Wudang Mountains History and Scenery
The Wudang Mountains (Wudangshan) stretch for about 800 li along the border between Hubei, Henan, and Shaanxi in central China. They are old mountains, having been inhabited for centuries.
Today, the train stops nearby. Roads twist and wind their way through the hills. Like all mountainous areas, Wudang is not easily accessible. This is probably one of the reasons people chose to hermit themselves there.
The mountains are home to numerous daoist temples, including one of two famous “golden top” temples in China.
The main temple on the topmost peak was built during the Ming Dynasty. The roof of the temple is made of polished brass. It gleams like gold in the clear mountain sunlight.
Until the early 1990’s, international visitor travel to Wudangshan was restricted as was most travel in China. Today, the area has become a destination for sightseers and martial arts travelers alike. The roads winding up the mountain are difficult.
Because the mountains and valleys are so beautiful, the scenery so wonderful, attractive, dazzling, and intoxicating, it’s no wonder many personages distinguished for their martial arts and chivalrous conduct have been hermited there to seek ways of gaining long life.
It is said that Lu Dongbin (one of the eight gods) and Zhang Sanfeng (a famous Taoist priest) cultivated themselves there.
Wang Zongyue is said to have studied with Zhang Sanfeng at Wudang.
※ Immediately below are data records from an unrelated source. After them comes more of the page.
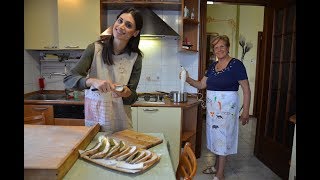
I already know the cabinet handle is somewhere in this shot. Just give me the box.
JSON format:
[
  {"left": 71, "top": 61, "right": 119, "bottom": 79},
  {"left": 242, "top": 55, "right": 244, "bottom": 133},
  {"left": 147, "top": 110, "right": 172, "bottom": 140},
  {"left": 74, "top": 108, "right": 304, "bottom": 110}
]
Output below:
[
  {"left": 32, "top": 107, "right": 48, "bottom": 111},
  {"left": 143, "top": 108, "right": 159, "bottom": 112},
  {"left": 65, "top": 45, "right": 79, "bottom": 48}
]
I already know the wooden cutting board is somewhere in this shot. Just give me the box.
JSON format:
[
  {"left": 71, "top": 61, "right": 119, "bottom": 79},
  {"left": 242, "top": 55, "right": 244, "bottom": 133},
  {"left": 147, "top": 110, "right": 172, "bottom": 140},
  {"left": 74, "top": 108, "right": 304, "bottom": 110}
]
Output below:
[
  {"left": 109, "top": 129, "right": 163, "bottom": 149},
  {"left": 24, "top": 124, "right": 100, "bottom": 180}
]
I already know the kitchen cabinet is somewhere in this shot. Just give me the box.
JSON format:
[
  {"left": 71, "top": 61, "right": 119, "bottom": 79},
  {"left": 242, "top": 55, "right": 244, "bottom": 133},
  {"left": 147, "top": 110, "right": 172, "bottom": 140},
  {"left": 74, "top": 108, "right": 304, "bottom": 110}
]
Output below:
[
  {"left": 180, "top": 0, "right": 199, "bottom": 52},
  {"left": 24, "top": 0, "right": 58, "bottom": 50},
  {"left": 24, "top": 105, "right": 54, "bottom": 125},
  {"left": 131, "top": 104, "right": 198, "bottom": 172},
  {"left": 24, "top": 0, "right": 100, "bottom": 50}
]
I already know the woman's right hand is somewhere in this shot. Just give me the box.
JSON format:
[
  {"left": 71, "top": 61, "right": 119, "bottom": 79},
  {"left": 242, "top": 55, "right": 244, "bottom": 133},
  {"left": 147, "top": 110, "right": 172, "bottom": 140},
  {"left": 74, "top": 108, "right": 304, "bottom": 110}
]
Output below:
[{"left": 86, "top": 78, "right": 115, "bottom": 93}]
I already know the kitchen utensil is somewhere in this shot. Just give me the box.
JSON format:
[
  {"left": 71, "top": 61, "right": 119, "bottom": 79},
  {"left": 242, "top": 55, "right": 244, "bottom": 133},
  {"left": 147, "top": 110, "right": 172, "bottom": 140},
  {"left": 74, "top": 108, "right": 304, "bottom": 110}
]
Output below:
[
  {"left": 91, "top": 84, "right": 131, "bottom": 92},
  {"left": 180, "top": 66, "right": 186, "bottom": 93},
  {"left": 170, "top": 91, "right": 188, "bottom": 102}
]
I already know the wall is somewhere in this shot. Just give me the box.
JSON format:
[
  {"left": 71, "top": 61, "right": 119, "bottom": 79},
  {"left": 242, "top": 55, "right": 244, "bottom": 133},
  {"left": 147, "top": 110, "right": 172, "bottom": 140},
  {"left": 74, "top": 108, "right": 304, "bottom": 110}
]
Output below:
[
  {"left": 206, "top": 4, "right": 264, "bottom": 115},
  {"left": 237, "top": 5, "right": 264, "bottom": 115},
  {"left": 24, "top": 10, "right": 199, "bottom": 94},
  {"left": 24, "top": 50, "right": 40, "bottom": 93}
]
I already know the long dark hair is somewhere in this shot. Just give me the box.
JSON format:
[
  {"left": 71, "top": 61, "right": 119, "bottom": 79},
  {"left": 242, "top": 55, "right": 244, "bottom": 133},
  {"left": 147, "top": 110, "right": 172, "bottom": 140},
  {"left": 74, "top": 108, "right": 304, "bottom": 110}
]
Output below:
[{"left": 101, "top": 7, "right": 143, "bottom": 65}]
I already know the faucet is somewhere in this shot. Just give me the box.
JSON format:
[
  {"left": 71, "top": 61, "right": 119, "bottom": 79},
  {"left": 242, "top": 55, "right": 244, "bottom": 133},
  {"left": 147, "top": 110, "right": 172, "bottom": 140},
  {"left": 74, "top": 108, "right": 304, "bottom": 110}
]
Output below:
[
  {"left": 65, "top": 89, "right": 72, "bottom": 99},
  {"left": 49, "top": 72, "right": 67, "bottom": 79}
]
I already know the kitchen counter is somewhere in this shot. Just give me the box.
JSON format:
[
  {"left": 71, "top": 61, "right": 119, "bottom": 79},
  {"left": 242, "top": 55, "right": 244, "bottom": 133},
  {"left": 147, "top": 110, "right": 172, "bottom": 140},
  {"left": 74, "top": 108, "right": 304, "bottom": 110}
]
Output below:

His Treatise on Taijiquan’s 13 Postures is among the principle foundation documents on taijiquan practice.
The Wudang Mountains are a UNESCO World Heritage site.
“Ancient Building Complex in the Wudang Mountains (C/1994) The Complex consists of palaces and temples forming the nucleus of secular and religious buildings exemplifying the architectural and artistic achievements of the Yuan, Ming and Qing dynasties of China. Situated in the scenic valleys and on the slopes of the Wudang mountains in Hubei Province, the site, built as an organized complex during the Ming dynasty (14th-17th century), contains taoist buildings from as early as the 7th century, and represents the highest standards of Chinese art and architecture over a period of nearly one thousand years.”
The Tianzhu peak of the Wudang Mountains rises 1,613 meters above sea level, like a treasured column cast of gold and carved of jade. It is honored as the “sky-supporting column.”
The many peaks surrounding it look just like a group of Taoist monks worshiping, bowing low at the waist. The longer ones look like they are being extolled by the others. Some appear as sitting lions and tigers playing ball. The pointed ones look like the tip of a brush. The round ones look like candles. The little ones are as exquisite and lovely as beautiful jade. The wonderful ones are as splendid and striking as coral. The pretty ones are a graceful as dancing fairies. The soaring ones look like heavenly horses flying in the sky.
Among these peaks the most famous ones are named 72 Peaks Worship the Gold Top, 24 Streams Pour Sweet Wine and Ripple with Jade Beads, 10 Hugh Caves Breathe in Clouds and Breathe Out Fog, 36 Cliffs Climbed by Monkeys and Perched on by Cranes.